De acordo com a apuração do TCU, a investigação se concentra em um contrato de publicidade ampliado para R$ 8,1 milhões, que teria sido utilizado para impulsionar conteúdos sem vínculo direto com a missão institucional da ABDI, mas alinhados à exposição pessoal e política de seu presidente. O relatório menciona centenas de impulsionamentos pagos em redes sociais, com gastos que podem ultrapassar R$ 200 mil, além da possível atuação de servidores e terceirizados da agência na gestão desses conteúdos.
A gravidade do caso está no método. Quando uma agência pública passa a financiar estratégias de visibilidade pessoal, ainda que de forma indireta, ocorre um rompimento claro com os princípios da administração pública. Não se trata de comunicação institucional, mas de uso da máquina pública para construção de imagem, algo que a legislação e o bom senso administrativo não admitem.
Cappelli nega irregularidades e afirma ser alvo de perseguição política. A defesa é um direito legítimo. O problema é que os indícios não surgiram de disputas eleitorais ou redes sociais, mas de uma análise técnica de um órgão de controle, que apontou possíveis violações aos princípios da legalidade, impessoalidade e moralidade. Isso não pode ser tratado como narrativa, mas como fato administrativo sob investigação.

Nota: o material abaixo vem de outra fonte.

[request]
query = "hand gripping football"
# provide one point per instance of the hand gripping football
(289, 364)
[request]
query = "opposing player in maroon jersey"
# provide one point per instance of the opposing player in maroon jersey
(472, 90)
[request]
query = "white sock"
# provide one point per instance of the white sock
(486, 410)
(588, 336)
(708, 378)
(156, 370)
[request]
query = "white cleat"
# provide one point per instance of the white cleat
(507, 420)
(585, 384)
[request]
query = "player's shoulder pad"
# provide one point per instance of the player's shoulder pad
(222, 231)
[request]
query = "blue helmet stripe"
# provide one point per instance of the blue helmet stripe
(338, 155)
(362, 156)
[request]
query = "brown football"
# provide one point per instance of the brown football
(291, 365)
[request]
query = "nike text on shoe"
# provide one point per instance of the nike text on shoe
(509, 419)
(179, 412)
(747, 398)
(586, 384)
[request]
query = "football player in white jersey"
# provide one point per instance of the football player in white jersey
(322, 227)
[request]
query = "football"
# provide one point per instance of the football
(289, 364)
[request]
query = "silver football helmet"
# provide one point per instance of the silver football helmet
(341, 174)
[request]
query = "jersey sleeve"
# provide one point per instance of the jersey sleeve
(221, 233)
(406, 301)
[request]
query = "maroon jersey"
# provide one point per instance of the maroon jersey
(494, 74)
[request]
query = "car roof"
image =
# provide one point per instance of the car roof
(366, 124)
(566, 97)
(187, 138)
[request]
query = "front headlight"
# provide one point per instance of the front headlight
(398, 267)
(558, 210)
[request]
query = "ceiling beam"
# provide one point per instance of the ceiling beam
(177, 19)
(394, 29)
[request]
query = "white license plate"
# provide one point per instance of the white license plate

O alerta se torna ainda mais preocupante diante das ambições políticas atribuídas a Cappelli. Um gestor que, segundo o TCU, pode ter confundido o papel institucional de uma agência federal com interesses próprios não transmite segurança para administrar um governo inteiro. Se há dificuldade em respeitar limites em uma estrutura específica, o risco de abusos se amplia exponencialmente em um cargo de maior poder.
O Distrito Federal já conhece os efeitos da má gestão, do aparelhamento e da personalização do Estado. São experiências que custaram caro ao contribuinte e deixaram cicatrizes profundas na confiança da população. Por isso, não é aceitável relativizar indícios tão sérios, nem tratar o caso como mera formalidade administrativa.
A decisão do TCU de não suspender cautelarmente o contrato não encerra o assunto. O processo segue em análise, e os fatos ainda serão julgados. Até lá, permanece uma questão fundamental: quem governa deve servir ao interesse público, não usá-lo como vitrine pessoal.
O DF não pode ser colocado em risco por projetos de poder que ignoram limites éticos. A ABDI não é palanque. E o governo do Distrito Federal não pode ser tratado como laboratório para quem já demonstra sinais de confusão entre função pública e ambição política.